Swift 闭包一些性质的探究

func editInside(string firstString: inout String) -> (()->String, ()->String) {

    firstString = "Modified in editInside"
    withUnsafePointer(to: &firstString, {print("In EditeInSide address \($0)")})

    func edit2()->String {
        firstString = "Modified in edit2"
        withUnsafePointer(to: &firstString, {print("In Edit2 address \($0)")})

        return firstString
    }

    func edit3()->String {
        firstString = "Modified in edit3"
        withUnsafePointer(to: &firstString, {print("In Edit3 address \($0)")})
        return firstString
    }

    return (edit2, edit3)
}

var str333 = "outside"  
withUnsafePointer(to: &str333, {print("In outside address \($0)")})

var (firFuc, secFun) = editInside(string: &str333)

print(firFuc())  
print(secFun())  
print(str333)  

输出结果:

In outside address 0x000000011424fc48 In EditeInSide address 0x000061800005a9b0
In Edit2 address 0x000061800005a9b0
Modified in edit2
In Edit3 address 0x000061800005a9b0
Modified in edit3
Modified in editInside

第一行是 str333 初始的变量地址,第二行是 editInsidestr333 的地址。可以看出虽然是 inout 类型的参数,但是在函数内部也只是 copy 了一份,不是原本的值。

接着后面两行打印了 str33 分别在两个函数里的地址以及返回的内容。可以看到,这个变量和外层的函数是一个地址,可以判断出是在闭包里保留了一份对变量的引用,其内容也发生了改变。

最后打印了外部的 str333 ,可以看出,内容并没有被内部的两个函数改变。可以推测出,inout 参数是在内部被改变后再返回给原始值。

如果代码修改成这个样子:

func editInside(string firstString: inout String) -> (()->String, ()->String) {

    firstString = "Modified in editInside"
    withUnsafePointer(to: &firstString, {print("In EditeInSide address \($0)")})

    func edit2()->String {
        withUnsafePointer(to: &firstString, {print("In Edit2 address \($0)")})
        return firstString
    }

    func edit3()->String {
        withUnsafePointer(to: &firstString, {print("In Edit3 address \($0)")})
        return firstString
    }

    firstString = "Modified after"

    return (edit2, edit3)
}

var str333 = "outside"  
withUnsafePointer(to: &str333, {print("In outside address \($0)")})
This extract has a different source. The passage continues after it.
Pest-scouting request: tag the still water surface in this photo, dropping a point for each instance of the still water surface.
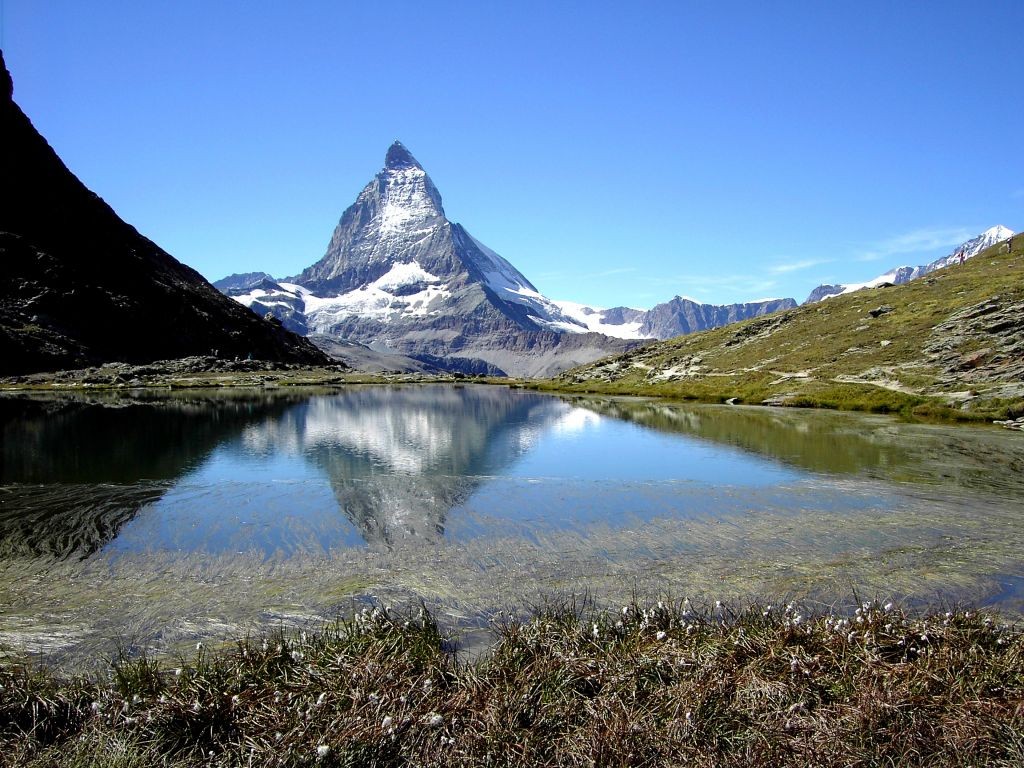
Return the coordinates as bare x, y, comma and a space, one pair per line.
512, 492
var (firFuc, secFun) = editInside(string: &str333)

print(firFuc())  
print(secFun())  
print(str333)  

输出结果变成了:

In outside address 0x0000000115c06c48 In EditeInSide address 0x0000600000058e50
In Edit2 address 0x0000600000058e50
Modified after
In Edit3 address 0x0000600000058e50
Modified after
Modified after

可以看出即使在闭包定以后对值进行修改,在闭包里也可以发生改变。因为闭包里存的是一份引用。假如这种情况下在闭包对这个值再次进行了改变。外部传入的参数本身也只会变成 「Modified after」。因为在内部返回的两个函数执行时,外部函数早就已经执行完毕。inout 参数会在函数执行结束后将值写会原参数。